Bag ventilation masks come in different sizes but, here, we've just got two. This is the pediatric version and this is an adult version. What we're going to do really is concentrate on the adult version. The mask itself has a bag here. And what you'd normally do with them is just extend it to expose the whole layer of the bag. And the components on here is the mask works very similar to the oral-nasal or pocket mask. And you've got an air-filled sack around the outside, which seals onto the face.
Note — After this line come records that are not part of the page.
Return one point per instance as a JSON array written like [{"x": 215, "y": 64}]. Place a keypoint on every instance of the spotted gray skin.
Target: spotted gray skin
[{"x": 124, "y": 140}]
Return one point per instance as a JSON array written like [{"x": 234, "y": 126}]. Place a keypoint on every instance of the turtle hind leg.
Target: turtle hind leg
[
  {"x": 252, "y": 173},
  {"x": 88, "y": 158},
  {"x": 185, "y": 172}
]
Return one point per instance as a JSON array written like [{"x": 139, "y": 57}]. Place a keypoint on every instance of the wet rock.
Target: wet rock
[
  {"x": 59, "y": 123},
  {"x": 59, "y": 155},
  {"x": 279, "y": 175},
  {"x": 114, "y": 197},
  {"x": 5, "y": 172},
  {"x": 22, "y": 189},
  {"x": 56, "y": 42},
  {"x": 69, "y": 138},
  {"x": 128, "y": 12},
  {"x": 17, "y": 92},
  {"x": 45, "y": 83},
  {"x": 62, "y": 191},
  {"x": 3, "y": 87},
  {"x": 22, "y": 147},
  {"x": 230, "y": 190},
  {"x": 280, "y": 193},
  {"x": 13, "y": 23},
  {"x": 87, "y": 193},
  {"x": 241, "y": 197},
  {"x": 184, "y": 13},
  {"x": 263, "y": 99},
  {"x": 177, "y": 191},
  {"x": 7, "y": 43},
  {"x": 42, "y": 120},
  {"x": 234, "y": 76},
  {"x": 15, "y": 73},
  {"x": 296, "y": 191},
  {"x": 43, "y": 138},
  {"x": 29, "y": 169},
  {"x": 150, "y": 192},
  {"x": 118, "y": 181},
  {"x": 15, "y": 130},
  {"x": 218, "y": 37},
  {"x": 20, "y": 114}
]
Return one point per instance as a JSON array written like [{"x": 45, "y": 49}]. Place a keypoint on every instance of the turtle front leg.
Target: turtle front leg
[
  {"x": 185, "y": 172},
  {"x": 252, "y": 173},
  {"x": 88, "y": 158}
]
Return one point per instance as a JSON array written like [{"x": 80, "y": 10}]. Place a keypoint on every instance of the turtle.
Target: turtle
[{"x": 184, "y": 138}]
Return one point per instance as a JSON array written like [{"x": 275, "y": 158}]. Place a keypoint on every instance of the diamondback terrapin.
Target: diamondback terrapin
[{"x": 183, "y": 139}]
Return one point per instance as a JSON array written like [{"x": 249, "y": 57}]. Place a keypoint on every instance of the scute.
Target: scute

You can actually remove these and put different size masks on, should you need to. On here is just where you're squeezing down, which is forcing the air into the lungs. When you let go, it's sucking more air back in. On this end, we've got a removable bag. Now, this is for oxygen use.

If you're just using this without oxygen, you'd use it without a bag on the end. When you squeeze it, the air is coming out through the mouthpiece. When you let go, it's being sucked back in through the one-way valves on this end. If you've got oxygen available, then this can help a lot. By doing these breaths, you're actually blowing 21% oxygen into the patient. If you're doing normal CPR, your body, you take in 21%, your body uses 5%, so when you exhale, it's 16. You've got a 5% increase in the oxygen percentage just by using this. With supplementary oxygen, what we do is we place the oxygen bag onto the bottom and then we'd use a piece of oxygen hosing, which would go straight on to the O2 cylinder. Plug that in onto the O2 inlet valve. And then, as the oxygen is turned on, this bag on the end is going to expand as it fills up with oxygen.

Just to prime the bag, you would just squeeze it a couple of times to actually flush out any of the air in there so it's replaced with 100% oxygen. Then, every time you then squeeze the bag, you're forcing oxygen 100% into the patient. When you let go, rather than take the air just out of the atmosphere, it's taking the oxygen out of the bag. You set the O2 to fill the bag up and keep the bag full of oxygen. If you're using something like this and you're using oxygen and you need to defibrillate, you do need to make sure you remove this away from the patient because there's always a risk of having pure oxygen and the potential with sparks and electricity.